Il 2021 di Fedez continua a essere all’insegna delle polemiche. L’artista, in questi giorni, sta facendo parlare di sé per il videoclip ufficiale del suo ultimo singolo, ‘Morire morire’. E non si tratta di chiacchiere artistiche. Il 32enne – nella clip diretta da Daniele Bagolin – sarebbe colpevole di aver offeso i sindaci di tutta Italia trascinandone una loro rappresentazione poco consona sullo schermo. A farsi portatrice della nuova accusa è Katia Uberti, primo cittadino di Paese (comune in provincia di Treviso) eletta nel 2019 con Lega, Forza Italia e Fratelli d’Italia.

Per lei troppo forti le immagini del finto sindaco che – con fascia tricolore indosso – urina su Fedez steso a terra, colpito da ingiurie, articoli sensazionalistici e chi più ne ha più ne metta.

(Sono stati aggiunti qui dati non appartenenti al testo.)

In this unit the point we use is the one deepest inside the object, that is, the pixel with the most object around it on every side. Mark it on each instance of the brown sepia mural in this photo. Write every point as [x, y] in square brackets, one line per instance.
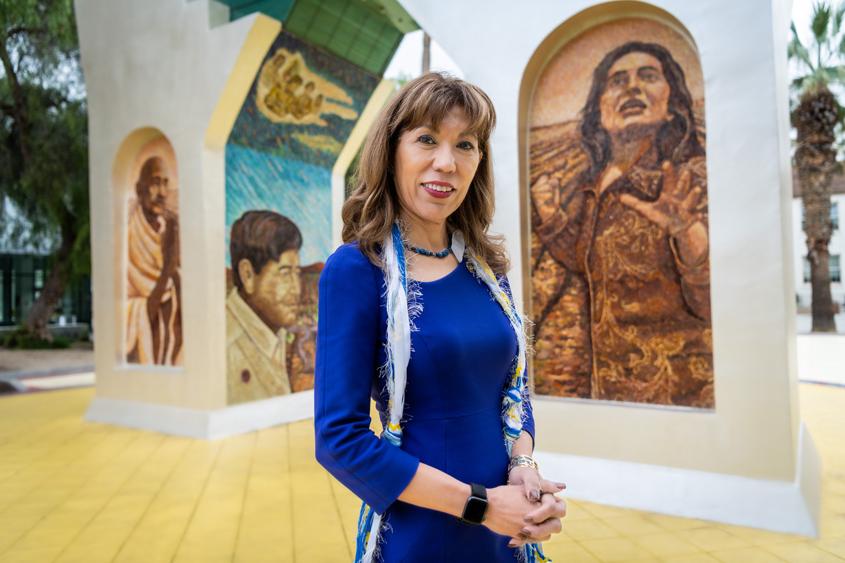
[153, 289]
[620, 276]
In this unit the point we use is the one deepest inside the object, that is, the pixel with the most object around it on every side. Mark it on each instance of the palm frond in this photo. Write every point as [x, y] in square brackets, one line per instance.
[838, 15]
[796, 49]
[820, 21]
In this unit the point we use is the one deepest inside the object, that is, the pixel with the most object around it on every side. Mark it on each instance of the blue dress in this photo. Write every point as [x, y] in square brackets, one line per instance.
[462, 351]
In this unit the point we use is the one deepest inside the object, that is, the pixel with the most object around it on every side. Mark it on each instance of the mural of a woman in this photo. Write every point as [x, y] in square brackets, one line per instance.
[620, 229]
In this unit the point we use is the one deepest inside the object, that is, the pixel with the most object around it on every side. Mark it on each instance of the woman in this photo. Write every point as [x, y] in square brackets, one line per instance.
[406, 316]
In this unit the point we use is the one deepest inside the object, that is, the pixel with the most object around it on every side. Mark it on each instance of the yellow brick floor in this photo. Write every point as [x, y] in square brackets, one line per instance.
[71, 490]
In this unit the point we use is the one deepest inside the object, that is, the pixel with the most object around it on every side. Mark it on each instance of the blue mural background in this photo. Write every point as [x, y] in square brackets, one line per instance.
[297, 117]
[286, 167]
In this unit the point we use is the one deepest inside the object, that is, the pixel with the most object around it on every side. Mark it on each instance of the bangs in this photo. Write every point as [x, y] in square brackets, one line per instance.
[428, 102]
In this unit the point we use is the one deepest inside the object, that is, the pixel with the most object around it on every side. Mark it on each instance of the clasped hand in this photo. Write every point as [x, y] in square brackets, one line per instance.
[526, 509]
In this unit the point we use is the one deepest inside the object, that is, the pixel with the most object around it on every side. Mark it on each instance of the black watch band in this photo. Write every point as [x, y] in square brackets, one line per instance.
[476, 507]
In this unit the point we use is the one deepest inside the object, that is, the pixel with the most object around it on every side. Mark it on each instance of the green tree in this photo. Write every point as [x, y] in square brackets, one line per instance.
[817, 118]
[43, 141]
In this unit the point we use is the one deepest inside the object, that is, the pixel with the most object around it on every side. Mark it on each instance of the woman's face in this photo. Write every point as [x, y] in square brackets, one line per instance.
[434, 168]
[636, 93]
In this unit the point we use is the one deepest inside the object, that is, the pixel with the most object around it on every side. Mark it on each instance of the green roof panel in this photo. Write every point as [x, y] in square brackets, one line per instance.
[279, 9]
[364, 32]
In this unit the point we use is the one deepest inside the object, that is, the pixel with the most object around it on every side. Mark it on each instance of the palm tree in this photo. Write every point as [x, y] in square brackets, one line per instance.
[816, 117]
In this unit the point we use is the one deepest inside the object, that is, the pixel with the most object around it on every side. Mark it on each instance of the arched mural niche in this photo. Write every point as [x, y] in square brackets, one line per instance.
[617, 215]
[146, 180]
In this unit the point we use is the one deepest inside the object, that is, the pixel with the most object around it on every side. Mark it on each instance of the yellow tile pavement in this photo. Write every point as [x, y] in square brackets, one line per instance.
[74, 491]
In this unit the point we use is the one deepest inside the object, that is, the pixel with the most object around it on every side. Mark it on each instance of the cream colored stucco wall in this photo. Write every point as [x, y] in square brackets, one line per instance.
[157, 67]
[754, 428]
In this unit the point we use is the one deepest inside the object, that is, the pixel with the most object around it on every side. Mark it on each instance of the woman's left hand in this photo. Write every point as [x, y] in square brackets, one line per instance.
[532, 483]
[545, 519]
[542, 522]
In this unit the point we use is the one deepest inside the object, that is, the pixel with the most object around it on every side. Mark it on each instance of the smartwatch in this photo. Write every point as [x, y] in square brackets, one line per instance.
[476, 506]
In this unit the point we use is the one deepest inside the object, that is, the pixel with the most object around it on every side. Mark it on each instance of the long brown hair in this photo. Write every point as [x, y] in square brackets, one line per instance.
[373, 206]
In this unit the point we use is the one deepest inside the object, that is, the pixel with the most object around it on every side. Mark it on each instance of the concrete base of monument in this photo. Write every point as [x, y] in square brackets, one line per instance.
[821, 358]
[780, 506]
[208, 425]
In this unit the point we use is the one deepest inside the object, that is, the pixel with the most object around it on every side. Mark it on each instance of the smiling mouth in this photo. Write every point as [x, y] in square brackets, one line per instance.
[632, 106]
[437, 189]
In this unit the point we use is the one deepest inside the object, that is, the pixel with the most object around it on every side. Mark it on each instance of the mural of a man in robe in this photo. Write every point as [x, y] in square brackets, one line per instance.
[153, 293]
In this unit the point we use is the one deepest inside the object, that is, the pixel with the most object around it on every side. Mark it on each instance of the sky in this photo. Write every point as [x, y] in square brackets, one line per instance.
[407, 62]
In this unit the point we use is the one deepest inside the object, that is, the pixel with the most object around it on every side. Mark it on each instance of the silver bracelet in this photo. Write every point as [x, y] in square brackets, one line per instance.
[523, 461]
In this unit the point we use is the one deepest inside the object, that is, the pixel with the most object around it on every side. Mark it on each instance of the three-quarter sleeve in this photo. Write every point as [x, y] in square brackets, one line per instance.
[348, 342]
[527, 410]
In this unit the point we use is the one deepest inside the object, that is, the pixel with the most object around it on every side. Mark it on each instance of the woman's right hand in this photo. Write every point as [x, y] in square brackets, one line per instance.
[507, 507]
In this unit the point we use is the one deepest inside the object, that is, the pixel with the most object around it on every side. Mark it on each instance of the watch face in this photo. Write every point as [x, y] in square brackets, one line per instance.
[475, 510]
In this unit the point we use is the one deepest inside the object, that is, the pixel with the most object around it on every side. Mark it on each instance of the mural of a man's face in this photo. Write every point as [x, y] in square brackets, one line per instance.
[273, 292]
[153, 186]
[636, 94]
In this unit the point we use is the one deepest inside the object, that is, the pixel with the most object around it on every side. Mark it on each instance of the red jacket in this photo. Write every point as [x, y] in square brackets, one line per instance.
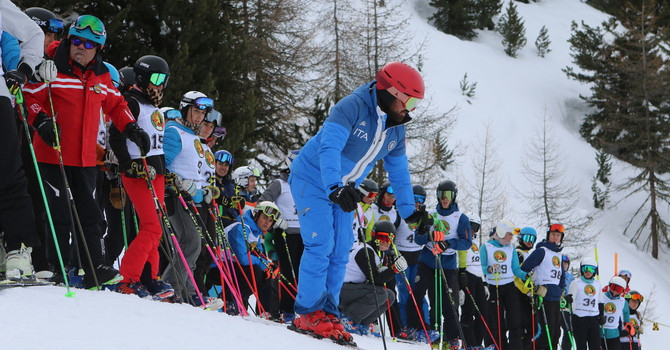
[79, 99]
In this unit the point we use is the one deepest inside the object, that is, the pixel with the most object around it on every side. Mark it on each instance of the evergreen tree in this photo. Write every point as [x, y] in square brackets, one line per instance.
[456, 17]
[601, 184]
[511, 27]
[485, 11]
[542, 42]
[630, 83]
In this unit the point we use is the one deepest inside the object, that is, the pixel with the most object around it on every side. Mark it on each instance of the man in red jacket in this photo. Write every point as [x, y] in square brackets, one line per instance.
[81, 92]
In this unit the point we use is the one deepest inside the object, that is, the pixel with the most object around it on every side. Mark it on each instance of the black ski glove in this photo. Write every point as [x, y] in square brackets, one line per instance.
[18, 76]
[138, 136]
[346, 197]
[462, 278]
[46, 128]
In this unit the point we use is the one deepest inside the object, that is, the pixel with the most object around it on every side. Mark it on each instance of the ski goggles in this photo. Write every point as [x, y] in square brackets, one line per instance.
[52, 25]
[203, 103]
[616, 288]
[635, 296]
[385, 237]
[87, 44]
[445, 194]
[557, 227]
[225, 157]
[220, 131]
[172, 114]
[408, 102]
[589, 268]
[369, 194]
[158, 78]
[274, 213]
[419, 198]
[91, 22]
[528, 238]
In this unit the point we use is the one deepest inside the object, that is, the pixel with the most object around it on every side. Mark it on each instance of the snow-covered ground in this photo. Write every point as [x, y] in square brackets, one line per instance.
[512, 94]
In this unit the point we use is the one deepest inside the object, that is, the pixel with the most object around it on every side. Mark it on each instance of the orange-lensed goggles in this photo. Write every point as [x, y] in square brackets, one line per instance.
[557, 227]
[408, 102]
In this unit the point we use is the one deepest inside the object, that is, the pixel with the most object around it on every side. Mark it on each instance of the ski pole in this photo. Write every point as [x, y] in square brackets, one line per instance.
[416, 305]
[160, 212]
[238, 299]
[482, 317]
[74, 215]
[546, 324]
[18, 94]
[372, 279]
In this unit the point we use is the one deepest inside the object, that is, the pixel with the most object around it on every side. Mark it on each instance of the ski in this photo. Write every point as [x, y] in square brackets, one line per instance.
[349, 344]
[6, 284]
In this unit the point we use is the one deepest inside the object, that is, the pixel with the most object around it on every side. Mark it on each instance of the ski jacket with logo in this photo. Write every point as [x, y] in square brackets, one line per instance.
[463, 240]
[354, 136]
[79, 95]
[554, 291]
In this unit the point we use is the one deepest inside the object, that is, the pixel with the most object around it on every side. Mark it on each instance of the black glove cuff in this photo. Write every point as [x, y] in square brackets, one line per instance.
[25, 69]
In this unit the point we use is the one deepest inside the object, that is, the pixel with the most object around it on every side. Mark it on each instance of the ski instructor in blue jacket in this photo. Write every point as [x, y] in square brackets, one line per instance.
[362, 128]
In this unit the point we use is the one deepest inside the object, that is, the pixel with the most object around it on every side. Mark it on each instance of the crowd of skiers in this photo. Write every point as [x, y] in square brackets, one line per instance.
[97, 173]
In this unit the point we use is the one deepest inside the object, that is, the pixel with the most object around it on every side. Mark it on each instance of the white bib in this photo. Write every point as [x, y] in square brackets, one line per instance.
[585, 300]
[190, 161]
[450, 224]
[287, 206]
[549, 271]
[151, 121]
[353, 272]
[404, 238]
[209, 168]
[503, 257]
[613, 311]
[474, 264]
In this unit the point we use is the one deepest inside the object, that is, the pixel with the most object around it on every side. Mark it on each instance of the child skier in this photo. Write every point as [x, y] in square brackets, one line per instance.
[583, 298]
[500, 265]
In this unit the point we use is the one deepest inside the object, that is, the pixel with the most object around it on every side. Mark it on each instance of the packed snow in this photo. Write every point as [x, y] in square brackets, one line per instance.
[512, 94]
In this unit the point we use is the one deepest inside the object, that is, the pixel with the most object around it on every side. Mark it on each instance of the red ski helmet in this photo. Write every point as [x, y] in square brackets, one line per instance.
[403, 82]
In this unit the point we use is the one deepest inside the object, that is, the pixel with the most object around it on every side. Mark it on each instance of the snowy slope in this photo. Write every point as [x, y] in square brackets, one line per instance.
[512, 94]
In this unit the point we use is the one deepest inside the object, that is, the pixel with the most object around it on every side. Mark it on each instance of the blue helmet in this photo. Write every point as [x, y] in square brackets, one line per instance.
[116, 77]
[224, 156]
[89, 27]
[528, 234]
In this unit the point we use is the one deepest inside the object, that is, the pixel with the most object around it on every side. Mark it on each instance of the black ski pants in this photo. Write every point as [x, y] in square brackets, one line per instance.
[16, 211]
[471, 321]
[586, 332]
[439, 304]
[552, 309]
[82, 182]
[504, 301]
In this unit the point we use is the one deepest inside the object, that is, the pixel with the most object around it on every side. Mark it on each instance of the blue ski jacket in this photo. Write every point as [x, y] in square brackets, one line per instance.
[463, 242]
[535, 258]
[237, 236]
[354, 136]
[172, 147]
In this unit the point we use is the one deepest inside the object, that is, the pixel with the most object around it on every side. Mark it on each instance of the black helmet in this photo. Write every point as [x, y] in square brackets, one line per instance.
[127, 78]
[151, 69]
[447, 185]
[46, 19]
[367, 186]
[419, 190]
[383, 226]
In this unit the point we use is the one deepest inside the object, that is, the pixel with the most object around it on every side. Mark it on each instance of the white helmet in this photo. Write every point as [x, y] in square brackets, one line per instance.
[241, 175]
[588, 261]
[503, 227]
[616, 280]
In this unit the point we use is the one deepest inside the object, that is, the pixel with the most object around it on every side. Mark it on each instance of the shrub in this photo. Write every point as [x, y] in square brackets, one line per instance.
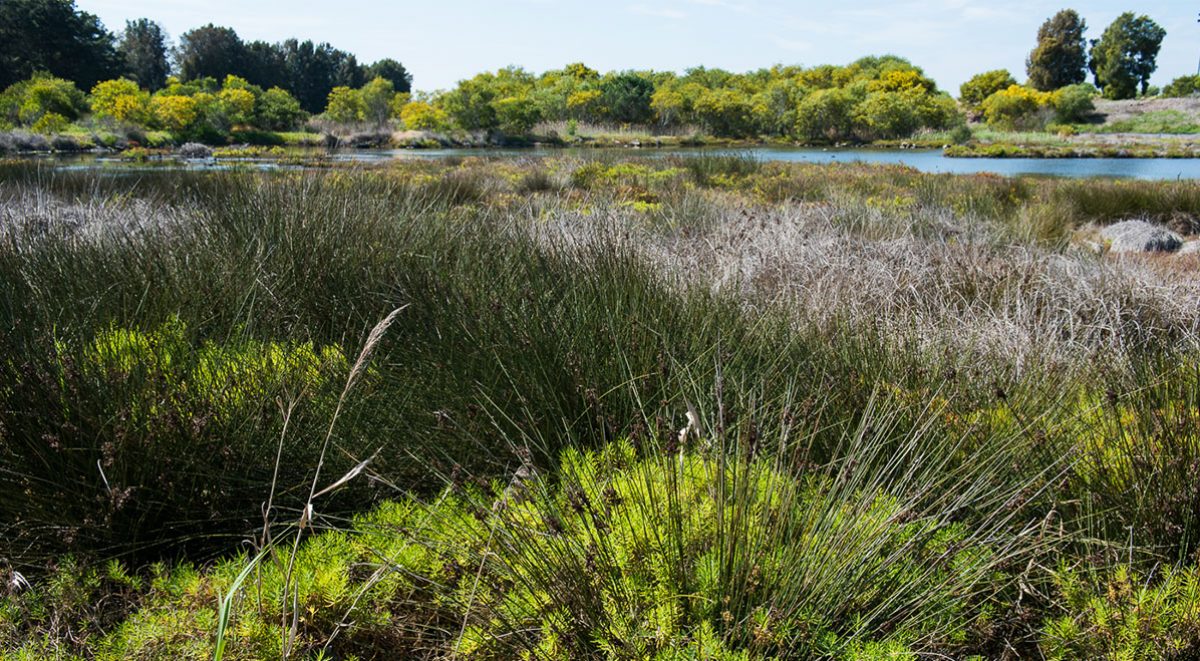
[174, 113]
[51, 124]
[1017, 107]
[1120, 614]
[1182, 86]
[279, 110]
[121, 100]
[825, 115]
[237, 104]
[169, 416]
[419, 115]
[345, 104]
[982, 85]
[1073, 103]
[24, 103]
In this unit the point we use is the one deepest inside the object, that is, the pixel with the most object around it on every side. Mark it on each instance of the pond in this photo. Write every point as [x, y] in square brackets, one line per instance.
[930, 161]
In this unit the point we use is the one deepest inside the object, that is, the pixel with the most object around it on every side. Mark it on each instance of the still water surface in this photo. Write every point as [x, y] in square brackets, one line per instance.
[931, 161]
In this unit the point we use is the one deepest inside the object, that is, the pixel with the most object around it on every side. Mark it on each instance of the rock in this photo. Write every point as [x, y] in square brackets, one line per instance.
[195, 150]
[1140, 236]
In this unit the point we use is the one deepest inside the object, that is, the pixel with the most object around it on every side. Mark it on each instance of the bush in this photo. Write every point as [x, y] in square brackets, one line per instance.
[345, 106]
[51, 124]
[279, 110]
[1182, 86]
[982, 85]
[419, 115]
[24, 103]
[1018, 107]
[1120, 614]
[1073, 103]
[171, 415]
[123, 101]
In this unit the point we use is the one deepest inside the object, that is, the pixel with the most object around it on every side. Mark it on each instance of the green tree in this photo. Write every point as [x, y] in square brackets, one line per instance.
[1073, 103]
[627, 97]
[1060, 58]
[394, 72]
[1183, 85]
[725, 113]
[144, 48]
[376, 97]
[825, 115]
[46, 95]
[210, 52]
[1126, 55]
[55, 37]
[345, 104]
[419, 115]
[279, 110]
[982, 85]
[121, 100]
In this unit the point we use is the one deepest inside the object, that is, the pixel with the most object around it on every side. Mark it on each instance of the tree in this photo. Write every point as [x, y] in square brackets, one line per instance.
[210, 52]
[144, 48]
[627, 97]
[982, 85]
[419, 115]
[1060, 58]
[53, 36]
[279, 110]
[377, 97]
[345, 104]
[315, 70]
[1183, 85]
[1125, 55]
[28, 101]
[121, 100]
[394, 72]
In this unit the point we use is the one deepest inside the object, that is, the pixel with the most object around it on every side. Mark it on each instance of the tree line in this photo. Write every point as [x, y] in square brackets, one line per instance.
[55, 37]
[1121, 61]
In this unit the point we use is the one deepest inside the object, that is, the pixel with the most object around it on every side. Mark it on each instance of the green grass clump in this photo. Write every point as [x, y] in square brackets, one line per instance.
[1123, 614]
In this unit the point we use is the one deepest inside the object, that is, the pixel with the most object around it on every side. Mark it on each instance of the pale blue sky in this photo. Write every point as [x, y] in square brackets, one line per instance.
[443, 41]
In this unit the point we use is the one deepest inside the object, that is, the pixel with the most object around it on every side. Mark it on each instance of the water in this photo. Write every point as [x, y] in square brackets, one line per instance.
[930, 161]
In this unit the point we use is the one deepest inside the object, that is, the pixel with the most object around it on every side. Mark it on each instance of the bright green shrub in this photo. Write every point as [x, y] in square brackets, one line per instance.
[27, 102]
[725, 113]
[51, 124]
[1073, 103]
[1120, 614]
[279, 110]
[982, 85]
[345, 104]
[419, 115]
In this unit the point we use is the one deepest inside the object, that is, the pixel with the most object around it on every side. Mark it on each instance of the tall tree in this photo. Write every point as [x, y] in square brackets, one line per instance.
[213, 52]
[1126, 55]
[144, 48]
[1060, 58]
[54, 36]
[394, 72]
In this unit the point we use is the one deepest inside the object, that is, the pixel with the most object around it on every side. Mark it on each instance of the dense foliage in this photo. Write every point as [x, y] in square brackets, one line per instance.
[661, 408]
[1125, 56]
[870, 98]
[1060, 58]
[54, 36]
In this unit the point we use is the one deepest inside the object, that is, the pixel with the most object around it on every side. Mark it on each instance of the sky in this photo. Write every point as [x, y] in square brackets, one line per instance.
[444, 41]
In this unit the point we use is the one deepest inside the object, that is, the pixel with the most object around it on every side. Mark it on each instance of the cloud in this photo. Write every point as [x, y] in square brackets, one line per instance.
[658, 12]
[791, 44]
[723, 4]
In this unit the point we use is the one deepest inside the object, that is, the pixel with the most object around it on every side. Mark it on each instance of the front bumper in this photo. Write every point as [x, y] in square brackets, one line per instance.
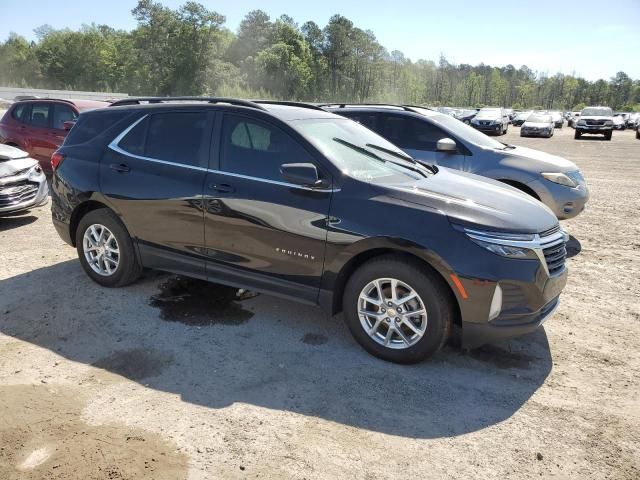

“Caro Fedez– scrive la Uberti su Facebook- noi sindaci rappresentiamo i cittadini delle nostre comunità a prescindere dalla parte politica con la quale siamo candidati, rappresentiamo le istituzioni di questo Paese che sono espressione di libertà e democrazia. Indossiamo la fascia tricolore con orgoglio, con rispetto e con responsabilità. E tu che fai? Offendi tutte quelle persone che si dedicano al servizio delle piccole o grandi comunità”. A stretto giro è arrivata la risposta di Fedez: “Sì, l’idea era quella”.

Una provocazione? Sicuramente. Una di una lunga serie di manifestazioni pubbliche volte a raccontare un’Italia che – su certe questioni – resta immobile. Ne sono dimostrazione le immagini del Senato che osteggia l’approvazione del Ddl Zan o lo stallo nella condizione dei lavoratori dello spettacolo, in crisi da inizio pandemia. Due argomenti di cui Fedez si è fatto portabandiera non risparmiandosi denunce su denunce.

Adesso, però, sembra di ritrovarci di fronte a una vera e propria caccia alle streghe. La Giovanna D’Arco del caso è proprio Fedez, sempre al centro dell’agenda politica di qualche deputato/senatore o del Codacons. E se ogni sua dichiarazione diventa materia di dibattito, così non la pensano i fan del rapper. Tutti orgogliosi di trovare nell’artista una voce. Quella voce che, ora più che mai, non va persa.